New formula supersedes Priestley-Taylor equation for evaporation

Most people imagine that as temperature rises, evaporation increases. While that is true under specific circumstances, in general this is not the case. This is because when evaporation increases it causes a surface to cool and thereby reducing the temperature.

Currently, practical applications based on the theories/models of wet surface evaporation use the Priestly-Taylor model to get results. This model states that net radiation and surface temperature (or near surface air temperature) are independent inputs that determine the rate of evaporation.

However net radiation and surface temperature are not independent of each other and neither are they independent of evaporation. The complex interaction between radiation, evaporation and surface temperature has been the subject of intense study for 50 years and is of particular importance to the hydrological, meteorological and agricultural communities.

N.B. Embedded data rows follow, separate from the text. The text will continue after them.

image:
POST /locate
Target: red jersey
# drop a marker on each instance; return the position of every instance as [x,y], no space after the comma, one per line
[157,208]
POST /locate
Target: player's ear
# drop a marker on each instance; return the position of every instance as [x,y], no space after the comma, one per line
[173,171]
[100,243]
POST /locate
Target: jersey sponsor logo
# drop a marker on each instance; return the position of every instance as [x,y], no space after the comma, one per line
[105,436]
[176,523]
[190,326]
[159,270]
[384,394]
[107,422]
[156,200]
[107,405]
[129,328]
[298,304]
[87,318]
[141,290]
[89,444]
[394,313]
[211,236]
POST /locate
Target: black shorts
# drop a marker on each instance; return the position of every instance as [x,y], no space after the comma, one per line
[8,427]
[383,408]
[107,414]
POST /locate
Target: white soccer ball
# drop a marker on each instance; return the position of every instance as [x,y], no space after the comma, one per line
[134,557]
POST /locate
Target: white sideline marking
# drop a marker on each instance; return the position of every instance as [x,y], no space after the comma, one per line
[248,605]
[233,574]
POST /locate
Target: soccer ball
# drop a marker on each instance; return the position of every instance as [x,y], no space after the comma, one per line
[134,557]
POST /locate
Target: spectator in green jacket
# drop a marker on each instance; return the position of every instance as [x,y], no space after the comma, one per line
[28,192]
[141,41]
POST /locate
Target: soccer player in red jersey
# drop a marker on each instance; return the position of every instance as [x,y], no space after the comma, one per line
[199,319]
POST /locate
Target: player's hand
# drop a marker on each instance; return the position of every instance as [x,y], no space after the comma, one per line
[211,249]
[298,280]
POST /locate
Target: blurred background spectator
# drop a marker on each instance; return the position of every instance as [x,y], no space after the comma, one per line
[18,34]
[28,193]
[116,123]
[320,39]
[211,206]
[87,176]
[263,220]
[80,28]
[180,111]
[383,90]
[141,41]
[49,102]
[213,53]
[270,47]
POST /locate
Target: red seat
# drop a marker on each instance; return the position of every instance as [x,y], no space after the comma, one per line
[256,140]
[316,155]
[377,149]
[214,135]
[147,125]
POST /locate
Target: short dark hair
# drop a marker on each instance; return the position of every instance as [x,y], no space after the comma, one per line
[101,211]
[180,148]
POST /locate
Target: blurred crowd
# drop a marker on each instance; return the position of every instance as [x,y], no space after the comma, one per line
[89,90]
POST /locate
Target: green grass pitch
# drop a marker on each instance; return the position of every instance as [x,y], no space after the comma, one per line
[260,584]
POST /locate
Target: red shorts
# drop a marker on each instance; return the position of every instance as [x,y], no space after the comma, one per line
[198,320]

Researchers from the Centre of Excellence for Climate Extremes developed a new theoretical formula that acknowledges the various interactions that occur. For example, as surface temperature increases a larger fraction of net radiation goes into the process of evaporation. However, at the same time, the increase in surface temperature causes the net radiation to decline because of an increase in outgoing long-wave radiation. The consequence of this interaction is that the evaporation that occurs must be the maximum possible value.

ocean_clouds

To test this new formulation the researchers used newly available satellite data for radiation to investigate how radiation, evaporation and temperature interact over the global oceans.

The results showed that at global and local scales the observed evaporation from oceans occurs at the maximum possible rate calculated by the new formulation, which means that the evaporation process provided the maximum possible cooling at the ocean surface.

These results suggest that the concept of maximum evaporation reported here is a natural attribute of an extensive wet evaporating surface. This provides a fundamental new insight as to how radiation, evaporation and temperature are interlinked, which opens the way to use these results to investigate how temperature might evolve into the future.